‘Alfred,’ said Lady Bligh, severely, ‘Gladys tells me you have never once had her in the Park! How is that?’

‘I—well, the fact is, I’m such a duffer in the very swagger part of the town,’ said poor Alfred; ‘and I never did know the run of the parks properly.’

‘Then you shall drive with Gladys and me, and learn. It is getting near the end of the season, when every day makes a difference. So, not to lose another day, we’ll drive in to-morrow. This is my happy thought! I think Gladys will like it—though Garrod won’t.’

‘You mean he’ll say it’s too much for his horses? I should think he’ll give warning,’ said Alfred, encouragingly.

‘He may,’ said Lady Bligh, with a fine fearlessness which can be properly appraised only by ladies who keep, or once kept, their coachman. ‘He may. I defy him!’

CHAPTER XI
A THUNDER-CLAP

Fully ten days were wanting before the Eton and Harrow cricket-match, which appears to be pretty generally recognised as the last ‘turn’ in the great variety entertainment of the season; there was plenty of life, and of high life, too, in the town yet; and, what was even more essential to a thorough enjoyment of the Park, the afternoon, as regarded the weather, was for once beyond all praise. Moreover, Royalty was there for at least half an hour; so that the circumstances attendant upon young Mrs Bligh’s first appearance in the ring of fashion were in every way all that could be desired.

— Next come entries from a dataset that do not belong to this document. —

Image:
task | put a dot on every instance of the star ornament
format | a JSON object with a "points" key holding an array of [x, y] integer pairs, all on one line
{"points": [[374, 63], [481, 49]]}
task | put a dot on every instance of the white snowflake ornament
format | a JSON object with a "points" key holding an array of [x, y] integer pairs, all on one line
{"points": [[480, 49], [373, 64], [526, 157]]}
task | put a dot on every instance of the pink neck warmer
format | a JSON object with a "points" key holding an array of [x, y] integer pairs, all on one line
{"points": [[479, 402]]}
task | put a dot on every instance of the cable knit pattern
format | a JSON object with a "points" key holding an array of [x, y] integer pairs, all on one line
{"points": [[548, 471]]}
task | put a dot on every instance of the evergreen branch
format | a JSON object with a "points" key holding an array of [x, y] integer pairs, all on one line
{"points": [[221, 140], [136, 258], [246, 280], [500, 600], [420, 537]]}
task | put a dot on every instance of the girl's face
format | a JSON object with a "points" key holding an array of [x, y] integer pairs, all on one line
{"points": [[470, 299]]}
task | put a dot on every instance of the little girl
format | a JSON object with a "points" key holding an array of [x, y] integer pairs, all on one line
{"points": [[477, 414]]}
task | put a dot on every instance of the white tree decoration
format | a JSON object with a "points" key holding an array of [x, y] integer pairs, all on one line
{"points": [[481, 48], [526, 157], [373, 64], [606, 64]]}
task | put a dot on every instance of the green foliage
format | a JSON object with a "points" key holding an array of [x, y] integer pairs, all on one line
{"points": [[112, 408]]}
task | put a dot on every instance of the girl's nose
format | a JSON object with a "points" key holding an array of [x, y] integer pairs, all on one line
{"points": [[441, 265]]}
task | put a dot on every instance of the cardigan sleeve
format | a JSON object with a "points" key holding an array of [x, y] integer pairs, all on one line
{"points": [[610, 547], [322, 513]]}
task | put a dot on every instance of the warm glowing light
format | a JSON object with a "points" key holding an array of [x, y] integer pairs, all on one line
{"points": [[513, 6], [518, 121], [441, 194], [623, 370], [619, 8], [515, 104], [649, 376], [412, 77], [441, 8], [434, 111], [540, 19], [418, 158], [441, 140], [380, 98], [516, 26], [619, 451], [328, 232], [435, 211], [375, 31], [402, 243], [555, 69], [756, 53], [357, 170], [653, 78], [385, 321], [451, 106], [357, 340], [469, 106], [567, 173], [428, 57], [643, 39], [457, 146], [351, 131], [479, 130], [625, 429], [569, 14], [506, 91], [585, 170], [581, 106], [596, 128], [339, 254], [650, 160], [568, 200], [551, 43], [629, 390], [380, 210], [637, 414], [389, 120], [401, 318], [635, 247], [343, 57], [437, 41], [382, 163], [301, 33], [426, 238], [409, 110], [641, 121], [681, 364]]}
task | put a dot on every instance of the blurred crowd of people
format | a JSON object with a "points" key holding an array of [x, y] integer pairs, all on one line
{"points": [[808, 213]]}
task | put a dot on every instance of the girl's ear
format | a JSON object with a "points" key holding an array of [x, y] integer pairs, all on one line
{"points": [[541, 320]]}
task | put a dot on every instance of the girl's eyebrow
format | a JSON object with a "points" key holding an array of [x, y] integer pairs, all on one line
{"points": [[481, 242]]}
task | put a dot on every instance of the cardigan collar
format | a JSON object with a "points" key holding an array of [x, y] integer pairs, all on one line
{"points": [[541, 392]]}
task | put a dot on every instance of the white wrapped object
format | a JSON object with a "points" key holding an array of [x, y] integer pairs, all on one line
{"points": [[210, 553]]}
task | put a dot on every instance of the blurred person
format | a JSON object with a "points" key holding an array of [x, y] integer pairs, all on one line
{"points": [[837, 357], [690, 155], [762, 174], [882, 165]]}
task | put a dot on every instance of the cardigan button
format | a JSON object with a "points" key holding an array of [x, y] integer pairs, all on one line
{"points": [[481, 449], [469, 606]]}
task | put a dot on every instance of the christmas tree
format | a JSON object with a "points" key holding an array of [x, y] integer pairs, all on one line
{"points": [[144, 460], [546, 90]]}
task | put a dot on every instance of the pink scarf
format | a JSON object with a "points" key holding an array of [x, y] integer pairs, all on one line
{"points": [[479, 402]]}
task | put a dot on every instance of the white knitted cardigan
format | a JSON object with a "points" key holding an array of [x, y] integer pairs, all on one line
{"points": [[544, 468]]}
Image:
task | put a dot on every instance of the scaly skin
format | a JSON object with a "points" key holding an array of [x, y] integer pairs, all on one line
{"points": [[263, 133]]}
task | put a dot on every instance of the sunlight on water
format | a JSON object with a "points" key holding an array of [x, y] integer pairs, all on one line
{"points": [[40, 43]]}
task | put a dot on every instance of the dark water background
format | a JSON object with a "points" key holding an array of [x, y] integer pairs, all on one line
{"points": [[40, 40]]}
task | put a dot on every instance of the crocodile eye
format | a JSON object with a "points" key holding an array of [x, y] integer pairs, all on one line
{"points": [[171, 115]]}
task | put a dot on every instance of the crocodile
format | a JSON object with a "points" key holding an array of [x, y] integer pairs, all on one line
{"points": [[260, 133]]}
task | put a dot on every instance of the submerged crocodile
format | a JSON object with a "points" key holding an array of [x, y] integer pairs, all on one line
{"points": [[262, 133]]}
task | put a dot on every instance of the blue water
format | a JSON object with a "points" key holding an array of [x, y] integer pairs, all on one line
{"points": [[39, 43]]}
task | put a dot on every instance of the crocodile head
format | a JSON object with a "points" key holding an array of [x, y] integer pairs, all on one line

It was an ‘appearance’; for Lady Bligh, though in no sense a woman of fashion, was sufficiently well known to attract attention, which was heightened by the increasing rarity of her appearances in the fashionable world. Even had it been otherwise, the robust, striking beauty of the dark young woman at her side must have awakened interest on its own account. It did, among those who did not know the Blighs by sight. But with most people the questions were: Where had Lady Bligh discovered such a fresh and taking type of prettiness? Was the girl a relative? Was that Alfred Bligh sitting opposite to the ladies, come back from Australia disfigured by a beard? Was she his fiancée—or were they already married? It is intended by no means to imply that the modest and even homely equipage of Lady Bligh became the cynosure of Hyde Park; but it was certainly seen; and few saw it with unawakened curiosity.

One or two persons were able to satisfy to some extent this curiosity, and took a delight in doing so; Lady Lettice Dunlop, for one. The curiosity that Lady Lettice relieved was of a languid and peculiarly well-bred kind. A coronet adorned the barouche in which she rode. She said rather more than she knew, yet not quite all that she did know, and said it with a gentle disdain. But Lady Lettice was stopped by a deprecatory gesture of her mother the Countess before she came to the end—which made her regret having over-elaborated the beginning. The Countess considered the story most coarse, and regretted the almost friendly nature of the bow with which she had just favoured poor Lady Bligh. Yet, as the Lady Lettice was generous enough to fancy, the Colonial creature did seem on her very best behaviour this afternoon. And in her fancy Lady Lettice was nearer the mark than in her facts.